Directories must be separated by a /. This is different from Windows where directories are separated by a \.

The Audit Manager is able to supply a list of digests for a collection or directory.

  1. From the status page, select the collection you wish to generate a list for
  2. Click on more..., then 'Download Digests'. You will see a list of digests and filenames in the correct format. You can right-click and save the list to your hard drive.

Step 2: Upload to ACE

From the status screen, select the collection you wish to compare. Click the 'more...' link to bring up the drop down menu, then click 'Compare Collection'. You will see the following screen. Click on 'Browse' and select the name of the file you saved your digest link into during step 1. Click submit.

Compare-1.png


If everything in the file you submitted matches the selected collection, you will see the following summary showing no differences.

Compare-3.png


If, for some reason there are differences, then your screen may look something like the following:

Compare.png

There are four different ways in which collections may differ.
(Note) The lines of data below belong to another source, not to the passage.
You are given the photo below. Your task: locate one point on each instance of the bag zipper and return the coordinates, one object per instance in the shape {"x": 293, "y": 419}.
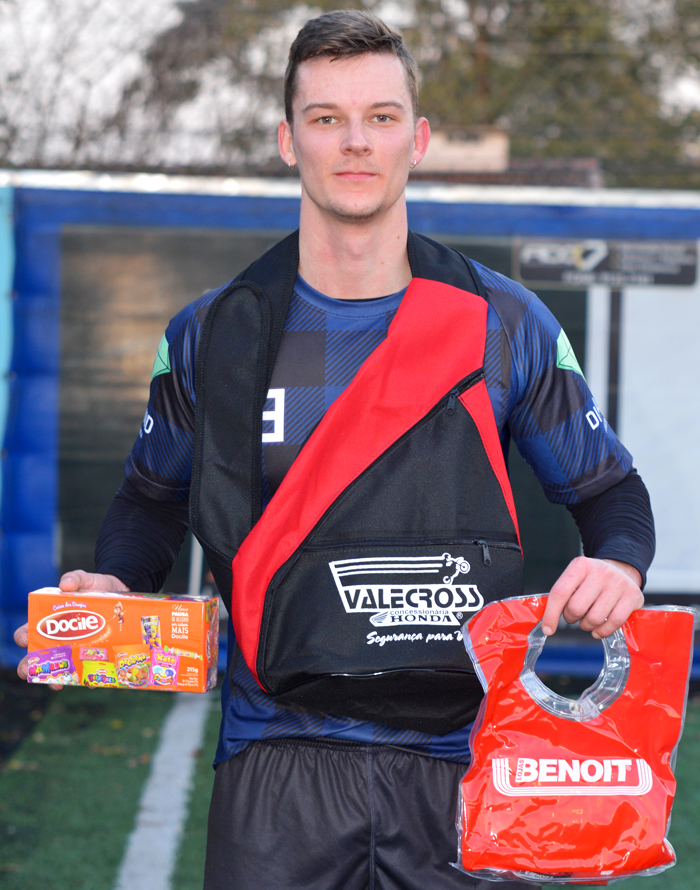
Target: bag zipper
{"x": 486, "y": 546}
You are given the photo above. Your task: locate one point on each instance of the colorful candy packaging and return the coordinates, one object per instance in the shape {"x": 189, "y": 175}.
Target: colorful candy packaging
{"x": 53, "y": 665}
{"x": 89, "y": 654}
{"x": 100, "y": 674}
{"x": 164, "y": 668}
{"x": 133, "y": 666}
{"x": 563, "y": 791}
{"x": 123, "y": 641}
{"x": 150, "y": 631}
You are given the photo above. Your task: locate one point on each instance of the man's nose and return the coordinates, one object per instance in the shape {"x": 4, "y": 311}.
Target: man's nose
{"x": 356, "y": 140}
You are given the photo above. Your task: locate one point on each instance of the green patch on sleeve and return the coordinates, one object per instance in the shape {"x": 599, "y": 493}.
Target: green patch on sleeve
{"x": 161, "y": 365}
{"x": 566, "y": 359}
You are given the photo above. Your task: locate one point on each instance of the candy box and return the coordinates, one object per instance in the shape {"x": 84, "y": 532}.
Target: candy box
{"x": 123, "y": 640}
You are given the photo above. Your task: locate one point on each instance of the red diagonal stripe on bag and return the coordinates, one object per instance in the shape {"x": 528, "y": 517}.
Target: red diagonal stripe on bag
{"x": 436, "y": 338}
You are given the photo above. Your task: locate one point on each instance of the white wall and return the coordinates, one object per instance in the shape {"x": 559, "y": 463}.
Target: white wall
{"x": 659, "y": 421}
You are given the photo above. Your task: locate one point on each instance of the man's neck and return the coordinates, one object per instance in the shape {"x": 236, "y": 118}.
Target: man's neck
{"x": 358, "y": 259}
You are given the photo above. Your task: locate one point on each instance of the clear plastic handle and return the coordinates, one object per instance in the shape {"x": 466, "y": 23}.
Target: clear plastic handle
{"x": 606, "y": 689}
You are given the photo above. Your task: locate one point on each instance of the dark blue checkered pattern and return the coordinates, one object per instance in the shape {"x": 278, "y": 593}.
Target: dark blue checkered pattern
{"x": 542, "y": 407}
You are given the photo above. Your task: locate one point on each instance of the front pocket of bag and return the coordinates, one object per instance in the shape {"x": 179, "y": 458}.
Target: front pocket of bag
{"x": 363, "y": 610}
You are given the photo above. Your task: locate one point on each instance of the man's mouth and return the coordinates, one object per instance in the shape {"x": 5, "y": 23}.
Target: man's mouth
{"x": 355, "y": 175}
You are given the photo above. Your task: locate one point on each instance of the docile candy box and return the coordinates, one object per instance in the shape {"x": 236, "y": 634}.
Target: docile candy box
{"x": 123, "y": 640}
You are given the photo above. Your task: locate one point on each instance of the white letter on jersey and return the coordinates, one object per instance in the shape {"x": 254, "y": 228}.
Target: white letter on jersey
{"x": 147, "y": 424}
{"x": 276, "y": 416}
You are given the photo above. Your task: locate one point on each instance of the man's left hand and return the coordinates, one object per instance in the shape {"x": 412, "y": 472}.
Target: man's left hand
{"x": 600, "y": 594}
Files in original collection, but not in supplied
This is a list of files that appear in the collection being monitored by ACE, but do not appear in the uploaded file.
Files in supplied file, but not original collection
These are files that appear in the uploaded list, but not in the collection monitored by ACE.
Files with different names, but same digests
These are files which have the same content, but only differ in directory or name. This is seen when files are renamed and moved across different operating systems.
Files with same names, but different digests
These are files that have the same directory and name, but have different content. Most likely seen during a bad replication.